Caminatas conscientes en Menorca.
El gozo de volver a lo esencial
Caminar por esta isla es mucho más que moverse. Es dejar que el cuerpo hable el idioma antiguo de la tierra. Ese que conoce el ritmo de las mareas, el susurro del viento entre los pinos, el calor suave del sol sobre la piel.
Menorca se abre como un libro de contrastes. La costa sur nos envuelve con su dulzura: caminos de arena clara, barrancos que acunan ríos escondidos, calas de agua turquesa donde el mar parece una caricia. El paisaje se vuelve suave, femenino, acogedor. El alma se rinde a tanta belleza transparente.
En cambio, la costa norte es más salvaje, más antigua, más visceral. Los colores se intensifican: ocres, rojos, grises, verdes profundos.
Las rocas negras y rojizas, esculpidas por el viento, hablan un lenguaje que no busca agradar, sino despertar. Allí el mar ruge, la tierra se muestra sin adornos. Y algo en nosotras se reconoce en esa fuerza bruta, en esa autenticidad que no pide permiso.
Y entre ambos paisajes, como huellas vivas de otra época, aparecen los talayots, las taulas y los restos de la cultura talayótica, una civilización ancestral que dejó en la isla una memoria de piedra.
Estas construcciones megalíticas no son solo monumentos: son altares, refugios, observatorios del cielo, testigos de una forma de vida enraizada en la tierra y el misterio.
Caminar junto a ellas es recordar que no estamos solas, que muchas caminaron antes que nosotras y dejaron mensajes en forma de piedra, silencio y cielo abierto.
Las taulas, con su forma de T invertida, parecen invitarnos a detenernos, a mirar dentro, a hacer del cuerpo también un templo.
Cuando caminamos por Menorca, no solo recorremos senderos, sino que vamos entrando en nosotras mismas, como quien vuelve a casa por un camino que no sabía que conocía.
Cuando caminamos juntas, algo se abre. Se ablanda la mirada, se ensancha la escucha. Y aparece el vínculo: entre nosotras, con el paisaje, con lo que somos cuando bajamos el volumen del mundo.

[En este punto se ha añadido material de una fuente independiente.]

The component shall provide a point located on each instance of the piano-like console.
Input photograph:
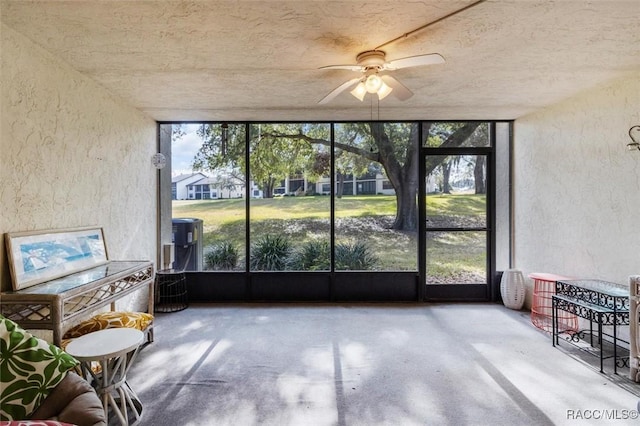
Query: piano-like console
(55, 304)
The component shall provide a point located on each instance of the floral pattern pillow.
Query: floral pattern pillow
(104, 320)
(29, 370)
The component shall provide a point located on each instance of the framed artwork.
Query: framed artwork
(39, 256)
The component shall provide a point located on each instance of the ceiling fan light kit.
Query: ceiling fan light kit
(372, 62)
(376, 80)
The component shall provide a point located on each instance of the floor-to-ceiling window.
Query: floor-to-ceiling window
(353, 210)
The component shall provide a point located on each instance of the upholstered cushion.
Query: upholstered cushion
(35, 423)
(138, 320)
(72, 401)
(29, 370)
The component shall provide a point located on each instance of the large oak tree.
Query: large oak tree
(280, 150)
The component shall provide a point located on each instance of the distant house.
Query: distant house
(179, 184)
(219, 188)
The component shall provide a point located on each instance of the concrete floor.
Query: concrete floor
(369, 364)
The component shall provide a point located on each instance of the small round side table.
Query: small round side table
(115, 349)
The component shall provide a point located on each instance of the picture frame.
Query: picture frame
(39, 256)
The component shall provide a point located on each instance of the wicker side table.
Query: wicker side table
(171, 291)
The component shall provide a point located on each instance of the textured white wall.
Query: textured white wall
(577, 188)
(72, 155)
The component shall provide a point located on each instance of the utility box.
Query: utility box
(187, 239)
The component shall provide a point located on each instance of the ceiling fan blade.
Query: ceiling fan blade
(342, 67)
(400, 91)
(335, 92)
(415, 61)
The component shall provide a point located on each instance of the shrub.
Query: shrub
(314, 255)
(354, 257)
(222, 256)
(270, 253)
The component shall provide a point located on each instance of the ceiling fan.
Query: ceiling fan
(373, 65)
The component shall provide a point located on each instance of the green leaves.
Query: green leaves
(29, 369)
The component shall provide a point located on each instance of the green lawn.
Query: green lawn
(358, 218)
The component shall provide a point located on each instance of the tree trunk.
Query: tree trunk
(446, 172)
(479, 175)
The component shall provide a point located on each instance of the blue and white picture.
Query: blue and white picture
(40, 257)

No hay prisa. Cada paso es una invitación a volver al cuerpo, a habitarlo con ternura, sin juicio, solo por el gozo de estar vivas.
La isla nos recibe con sus senderos de cal y arena, con su mar que respira despacio, con su silencio que abraza.
Caminar así es una forma de cuidarnos. De recordar que somos parte de algo más grande. Y que cada paso puede ser un pequeño gesto de belleza.